Chad Brownlee singles chronology
| "Hearts on Fire" (2015) | "I Hate You for It" (2016) | "Somethin' We Shouldn't Do" (2016) |

= I Hate You for It =

"I Hate You for It" is a song recorded by Canadian country artist Chad Brownlee for his first extended play, Hearts on Fire (2016). Brownlee co-wrote the song with the track's producers, Ben Glover and Mitch Merrett. It was released to Canadian country radio April 26, 2016 as the second single three days before the EP's release. "I Hate You for It" was certified Gold by Music Canada in January 2017 for digital sales of over 40,000 copies, becoming his first certified single.

==Content==
"I Hate You for It" combines country vocals with influences of rock music. The song is about "[being] so in love with somebody that you facetiously hate the fact that they have control over your life." In an interview with Regina Leader-Post, Brownlee said that he and the song's co-writers "knew that it pushed the envelope, especially with the word 'hate' in the title," but that they were confident in the stylistic direction of the song and that he was attracted to recording it because of that edginess.

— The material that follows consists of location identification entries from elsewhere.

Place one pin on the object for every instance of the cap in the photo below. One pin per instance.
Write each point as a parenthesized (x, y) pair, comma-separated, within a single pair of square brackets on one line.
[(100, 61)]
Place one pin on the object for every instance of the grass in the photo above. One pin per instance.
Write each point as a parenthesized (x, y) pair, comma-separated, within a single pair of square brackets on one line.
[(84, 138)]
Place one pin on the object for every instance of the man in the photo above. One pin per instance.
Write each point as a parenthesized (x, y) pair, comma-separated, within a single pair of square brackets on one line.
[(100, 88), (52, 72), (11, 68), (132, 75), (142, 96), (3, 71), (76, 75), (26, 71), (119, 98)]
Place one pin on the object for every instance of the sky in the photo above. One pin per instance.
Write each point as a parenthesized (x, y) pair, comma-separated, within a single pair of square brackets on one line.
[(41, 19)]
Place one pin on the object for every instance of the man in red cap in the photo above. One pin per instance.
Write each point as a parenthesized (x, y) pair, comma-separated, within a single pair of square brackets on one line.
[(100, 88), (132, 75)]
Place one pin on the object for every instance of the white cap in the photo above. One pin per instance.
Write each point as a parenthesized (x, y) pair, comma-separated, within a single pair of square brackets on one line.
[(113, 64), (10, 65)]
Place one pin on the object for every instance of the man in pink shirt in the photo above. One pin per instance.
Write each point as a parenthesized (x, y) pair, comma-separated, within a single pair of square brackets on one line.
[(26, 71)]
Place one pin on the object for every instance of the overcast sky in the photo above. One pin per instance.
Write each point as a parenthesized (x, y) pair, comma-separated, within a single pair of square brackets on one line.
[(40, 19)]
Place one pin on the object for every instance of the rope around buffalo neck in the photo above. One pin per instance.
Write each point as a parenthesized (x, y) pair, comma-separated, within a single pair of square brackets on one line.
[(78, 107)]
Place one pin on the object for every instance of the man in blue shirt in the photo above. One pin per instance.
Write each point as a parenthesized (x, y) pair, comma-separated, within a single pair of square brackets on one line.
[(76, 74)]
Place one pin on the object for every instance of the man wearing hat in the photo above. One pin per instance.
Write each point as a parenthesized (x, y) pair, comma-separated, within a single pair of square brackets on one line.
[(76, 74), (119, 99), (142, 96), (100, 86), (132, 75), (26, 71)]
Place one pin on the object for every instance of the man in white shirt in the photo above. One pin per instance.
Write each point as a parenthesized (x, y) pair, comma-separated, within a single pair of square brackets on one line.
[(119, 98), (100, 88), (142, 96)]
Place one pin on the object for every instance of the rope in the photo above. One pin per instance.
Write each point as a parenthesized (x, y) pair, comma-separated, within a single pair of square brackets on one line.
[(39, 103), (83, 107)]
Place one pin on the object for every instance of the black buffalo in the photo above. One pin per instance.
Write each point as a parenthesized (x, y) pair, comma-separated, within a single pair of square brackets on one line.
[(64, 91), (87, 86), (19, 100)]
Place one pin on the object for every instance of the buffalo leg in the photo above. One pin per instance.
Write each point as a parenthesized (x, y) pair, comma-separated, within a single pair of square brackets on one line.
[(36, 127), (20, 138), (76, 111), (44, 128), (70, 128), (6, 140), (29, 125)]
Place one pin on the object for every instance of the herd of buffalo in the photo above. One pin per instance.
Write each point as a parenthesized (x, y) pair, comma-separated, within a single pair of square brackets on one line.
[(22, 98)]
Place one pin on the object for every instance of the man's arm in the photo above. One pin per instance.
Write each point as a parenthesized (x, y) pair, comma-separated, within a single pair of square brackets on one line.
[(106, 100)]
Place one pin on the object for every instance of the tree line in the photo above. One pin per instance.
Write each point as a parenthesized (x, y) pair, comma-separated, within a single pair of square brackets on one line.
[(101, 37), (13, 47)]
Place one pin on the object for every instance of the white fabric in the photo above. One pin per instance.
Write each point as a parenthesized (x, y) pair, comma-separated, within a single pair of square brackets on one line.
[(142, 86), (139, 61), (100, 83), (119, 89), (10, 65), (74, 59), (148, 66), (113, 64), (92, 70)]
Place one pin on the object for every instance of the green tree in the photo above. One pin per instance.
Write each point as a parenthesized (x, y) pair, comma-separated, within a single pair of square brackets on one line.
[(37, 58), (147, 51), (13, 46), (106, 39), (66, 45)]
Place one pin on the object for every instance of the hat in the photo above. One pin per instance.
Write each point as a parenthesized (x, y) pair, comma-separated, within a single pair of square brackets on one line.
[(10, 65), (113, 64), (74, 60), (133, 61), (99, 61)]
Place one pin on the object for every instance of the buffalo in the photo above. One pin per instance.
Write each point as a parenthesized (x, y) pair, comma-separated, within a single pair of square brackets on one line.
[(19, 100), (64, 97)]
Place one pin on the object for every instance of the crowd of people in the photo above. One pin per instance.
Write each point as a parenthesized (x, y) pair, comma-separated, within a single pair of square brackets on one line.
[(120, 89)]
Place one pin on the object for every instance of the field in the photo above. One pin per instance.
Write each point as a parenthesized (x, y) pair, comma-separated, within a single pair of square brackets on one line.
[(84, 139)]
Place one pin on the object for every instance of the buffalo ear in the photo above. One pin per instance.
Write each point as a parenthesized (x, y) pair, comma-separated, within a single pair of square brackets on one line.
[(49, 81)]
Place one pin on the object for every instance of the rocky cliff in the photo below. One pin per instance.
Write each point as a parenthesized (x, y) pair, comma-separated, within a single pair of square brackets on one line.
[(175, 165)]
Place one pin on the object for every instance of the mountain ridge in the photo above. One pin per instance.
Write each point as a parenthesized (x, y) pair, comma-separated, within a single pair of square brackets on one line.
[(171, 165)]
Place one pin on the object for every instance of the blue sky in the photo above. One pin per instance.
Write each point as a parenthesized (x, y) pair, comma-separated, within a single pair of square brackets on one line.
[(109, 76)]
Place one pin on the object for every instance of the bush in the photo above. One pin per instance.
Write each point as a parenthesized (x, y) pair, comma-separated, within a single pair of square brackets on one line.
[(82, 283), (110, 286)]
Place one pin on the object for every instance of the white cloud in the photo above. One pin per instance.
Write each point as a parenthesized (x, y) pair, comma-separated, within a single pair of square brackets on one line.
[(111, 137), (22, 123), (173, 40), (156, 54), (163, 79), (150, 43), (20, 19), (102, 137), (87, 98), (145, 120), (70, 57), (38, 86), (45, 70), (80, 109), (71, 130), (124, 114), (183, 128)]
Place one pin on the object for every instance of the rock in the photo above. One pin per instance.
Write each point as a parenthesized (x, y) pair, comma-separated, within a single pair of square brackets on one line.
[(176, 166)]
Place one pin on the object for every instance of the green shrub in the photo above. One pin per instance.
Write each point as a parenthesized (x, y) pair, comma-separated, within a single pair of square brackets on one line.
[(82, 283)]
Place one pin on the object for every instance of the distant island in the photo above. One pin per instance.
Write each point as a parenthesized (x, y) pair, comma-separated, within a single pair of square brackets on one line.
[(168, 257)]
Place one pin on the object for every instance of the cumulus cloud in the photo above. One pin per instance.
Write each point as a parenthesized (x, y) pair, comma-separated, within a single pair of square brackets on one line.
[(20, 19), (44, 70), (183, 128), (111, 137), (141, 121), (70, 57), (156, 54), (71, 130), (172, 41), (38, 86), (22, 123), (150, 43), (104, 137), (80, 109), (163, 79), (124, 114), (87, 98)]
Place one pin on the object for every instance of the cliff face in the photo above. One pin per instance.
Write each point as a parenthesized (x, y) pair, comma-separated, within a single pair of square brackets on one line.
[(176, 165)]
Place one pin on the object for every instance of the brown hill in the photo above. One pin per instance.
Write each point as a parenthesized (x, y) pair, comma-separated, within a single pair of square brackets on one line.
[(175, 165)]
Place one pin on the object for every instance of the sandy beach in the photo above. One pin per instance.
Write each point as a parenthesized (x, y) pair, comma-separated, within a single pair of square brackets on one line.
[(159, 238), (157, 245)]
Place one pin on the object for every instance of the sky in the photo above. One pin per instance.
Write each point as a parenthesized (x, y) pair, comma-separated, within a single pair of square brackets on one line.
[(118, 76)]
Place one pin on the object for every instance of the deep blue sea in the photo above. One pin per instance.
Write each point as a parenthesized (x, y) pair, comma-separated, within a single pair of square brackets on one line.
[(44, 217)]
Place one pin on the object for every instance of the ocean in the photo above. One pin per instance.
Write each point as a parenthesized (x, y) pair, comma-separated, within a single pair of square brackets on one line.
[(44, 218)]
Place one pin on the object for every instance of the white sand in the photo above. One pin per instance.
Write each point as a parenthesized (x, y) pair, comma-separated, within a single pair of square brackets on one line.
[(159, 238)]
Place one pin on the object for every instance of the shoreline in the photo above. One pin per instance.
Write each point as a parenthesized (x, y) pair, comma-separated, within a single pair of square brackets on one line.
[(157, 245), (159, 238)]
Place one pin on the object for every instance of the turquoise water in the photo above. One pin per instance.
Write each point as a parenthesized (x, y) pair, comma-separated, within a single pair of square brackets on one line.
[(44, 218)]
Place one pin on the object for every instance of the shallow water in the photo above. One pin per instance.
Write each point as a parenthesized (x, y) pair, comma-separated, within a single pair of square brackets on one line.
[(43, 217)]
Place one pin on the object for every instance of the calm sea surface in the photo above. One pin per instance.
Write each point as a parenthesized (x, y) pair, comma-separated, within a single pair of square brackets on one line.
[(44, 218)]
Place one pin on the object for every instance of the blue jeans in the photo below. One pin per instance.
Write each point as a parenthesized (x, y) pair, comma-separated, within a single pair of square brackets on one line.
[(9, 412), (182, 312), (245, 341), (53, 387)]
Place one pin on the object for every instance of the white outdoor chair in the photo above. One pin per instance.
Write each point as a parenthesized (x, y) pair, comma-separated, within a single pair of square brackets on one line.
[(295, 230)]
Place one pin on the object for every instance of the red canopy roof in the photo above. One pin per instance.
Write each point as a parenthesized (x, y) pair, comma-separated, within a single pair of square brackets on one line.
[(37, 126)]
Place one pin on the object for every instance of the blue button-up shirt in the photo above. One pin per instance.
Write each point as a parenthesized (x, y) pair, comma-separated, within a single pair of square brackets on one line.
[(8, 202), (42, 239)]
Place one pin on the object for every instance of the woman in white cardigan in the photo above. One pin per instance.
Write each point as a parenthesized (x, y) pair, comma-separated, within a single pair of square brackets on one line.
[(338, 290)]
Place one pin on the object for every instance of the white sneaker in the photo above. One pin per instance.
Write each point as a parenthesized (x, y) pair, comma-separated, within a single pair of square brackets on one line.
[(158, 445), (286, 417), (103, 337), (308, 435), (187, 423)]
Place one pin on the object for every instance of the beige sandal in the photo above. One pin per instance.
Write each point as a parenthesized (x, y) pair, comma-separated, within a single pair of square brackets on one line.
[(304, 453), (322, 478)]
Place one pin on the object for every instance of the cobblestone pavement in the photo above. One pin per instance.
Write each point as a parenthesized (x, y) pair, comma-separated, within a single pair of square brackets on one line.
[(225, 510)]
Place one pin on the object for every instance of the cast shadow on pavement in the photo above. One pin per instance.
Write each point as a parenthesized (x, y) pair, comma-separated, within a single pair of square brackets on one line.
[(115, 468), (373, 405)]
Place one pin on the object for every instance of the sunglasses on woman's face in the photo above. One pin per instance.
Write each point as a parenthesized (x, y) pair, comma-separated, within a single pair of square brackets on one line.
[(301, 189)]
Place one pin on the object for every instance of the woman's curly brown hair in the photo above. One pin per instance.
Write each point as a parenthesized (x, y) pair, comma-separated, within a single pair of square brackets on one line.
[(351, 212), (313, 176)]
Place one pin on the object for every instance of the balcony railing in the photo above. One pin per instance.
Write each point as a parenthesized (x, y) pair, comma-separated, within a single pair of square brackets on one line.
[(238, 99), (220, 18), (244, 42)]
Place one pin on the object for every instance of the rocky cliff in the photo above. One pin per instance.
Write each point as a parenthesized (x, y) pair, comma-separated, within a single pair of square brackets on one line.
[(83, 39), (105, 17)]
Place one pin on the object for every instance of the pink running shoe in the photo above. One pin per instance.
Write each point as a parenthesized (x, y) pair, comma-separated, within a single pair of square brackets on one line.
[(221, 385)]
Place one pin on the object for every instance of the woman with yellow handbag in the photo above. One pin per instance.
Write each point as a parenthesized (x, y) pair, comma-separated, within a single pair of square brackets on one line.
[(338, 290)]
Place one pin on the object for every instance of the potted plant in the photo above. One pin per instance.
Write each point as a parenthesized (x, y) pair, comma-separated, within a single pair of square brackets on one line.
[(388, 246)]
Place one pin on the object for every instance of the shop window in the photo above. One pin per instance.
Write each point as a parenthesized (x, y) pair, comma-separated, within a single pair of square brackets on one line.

==Commercial performance==
"I Hate You for It" debuted at number 36 on the Billboard Canada Country chart dated May 21, 2016 and reached a peak position of 8 on the chart dated August 6, 2016. This tied it with previous single "Hearts on Fire" as Brownlee's highest-charting singles to date, until "Somethin' We Shouldn't Do" peaked one position higher in 2017. "I Hate You for It" was the top-selling country single in Canada for 10 weeks. In January 2017, the single was certified Gold by Music Canada for verified sales of over 40,000 digital copies.

==Music video==
The music video for "I Hate You for It" was directed by Stephano Barberis. A censored version premiered exclusively through CMT Canada before the full, uncensored version was released on July 11, 2016. Taking place in a strip club, the video features provocative shots of female dancers and "dark, moody visuals." The staff of Sounds Like Nashville deemed the video "steamy" and a good match for the song's lyrics, while other outlets voiced concern over the video's suitability for younger audiences.

==Charts==

| Chart (2016) | Peak position |
|---|---|
| Canada Country (Billboard) | 8 |

==Certifications and sales==

| Region | Certification | Certified units/sales |
| Canada (Music Canada) | Gold | 40,000^{‡} |
^{‡} Sales+streaming figures based on certification alone.